Was he just hassling me, or was the danger real? I stepped back from the hooded tray, eager to change the subject.
“So you’re preparing to see how some agent will change individual genes?”
“Yes. We put genes mixed with culture mediums on agar plates and into the cellular incubator.”
He strode back into the lab, stopped just beyond the door and pointed to a machine that looked like a mini-refrigerator. “That’s the 37°C incubator. Cells stored inside reproduce at human body temperature.”
His fish grin gave me the creeps. I wanted to obtain as much information as possible and leave.
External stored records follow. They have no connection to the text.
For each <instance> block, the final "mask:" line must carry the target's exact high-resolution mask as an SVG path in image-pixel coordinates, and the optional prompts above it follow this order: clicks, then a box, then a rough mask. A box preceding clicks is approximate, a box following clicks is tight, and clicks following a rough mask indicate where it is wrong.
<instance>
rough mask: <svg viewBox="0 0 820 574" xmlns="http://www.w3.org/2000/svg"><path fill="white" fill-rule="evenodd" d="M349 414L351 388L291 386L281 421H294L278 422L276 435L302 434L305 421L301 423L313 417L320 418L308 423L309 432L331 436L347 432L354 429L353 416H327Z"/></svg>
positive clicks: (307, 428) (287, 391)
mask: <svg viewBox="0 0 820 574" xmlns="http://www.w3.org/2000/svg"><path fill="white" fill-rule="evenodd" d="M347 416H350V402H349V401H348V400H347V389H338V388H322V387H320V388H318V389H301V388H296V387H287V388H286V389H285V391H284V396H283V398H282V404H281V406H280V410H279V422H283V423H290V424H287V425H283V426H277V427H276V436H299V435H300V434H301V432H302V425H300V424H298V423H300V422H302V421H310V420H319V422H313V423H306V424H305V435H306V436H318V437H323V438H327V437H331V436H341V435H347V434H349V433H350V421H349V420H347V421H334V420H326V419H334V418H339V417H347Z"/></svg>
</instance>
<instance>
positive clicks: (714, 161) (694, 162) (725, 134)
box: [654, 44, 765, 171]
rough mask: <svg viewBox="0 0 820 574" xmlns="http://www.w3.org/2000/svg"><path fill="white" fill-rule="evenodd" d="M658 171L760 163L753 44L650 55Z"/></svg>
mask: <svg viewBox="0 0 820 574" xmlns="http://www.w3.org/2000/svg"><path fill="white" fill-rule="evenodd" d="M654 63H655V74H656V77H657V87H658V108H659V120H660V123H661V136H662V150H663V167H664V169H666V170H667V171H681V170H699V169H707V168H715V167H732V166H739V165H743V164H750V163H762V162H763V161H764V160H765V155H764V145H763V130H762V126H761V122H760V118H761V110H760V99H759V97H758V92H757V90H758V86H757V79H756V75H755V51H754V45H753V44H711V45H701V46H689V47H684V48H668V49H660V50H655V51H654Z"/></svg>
“I guess you and Dr. Carmody were adding the enzyme telomerase to various types of cells to see what effect it had? Whether it prolonged the life of the cells? Or whether some other substance you added would inactivate telomerase so the cells died?”
He studied me with a look of appraisal. “That was one of our interests. Researchers try to make progress until they hit a dead end, or before a scientist using another approach makes a breakthrough.”
Or until a scientist makes a discovery and is murdered by a jealous competitor?
“I’m sure you can appreciate the pressure of time passing too fast,” he said, “since you’re concerned with aging.” He attempted to smile.
He obviously enjoyed needling me. Working with a grumpy autocrat like Dr. Carmody who probably didn’t appreciate him must have been frustrating. Was he discouraged, wondering if his own chances for scientific renown were slipping away under the tutelage of the famous Dr. Kermit Carmody?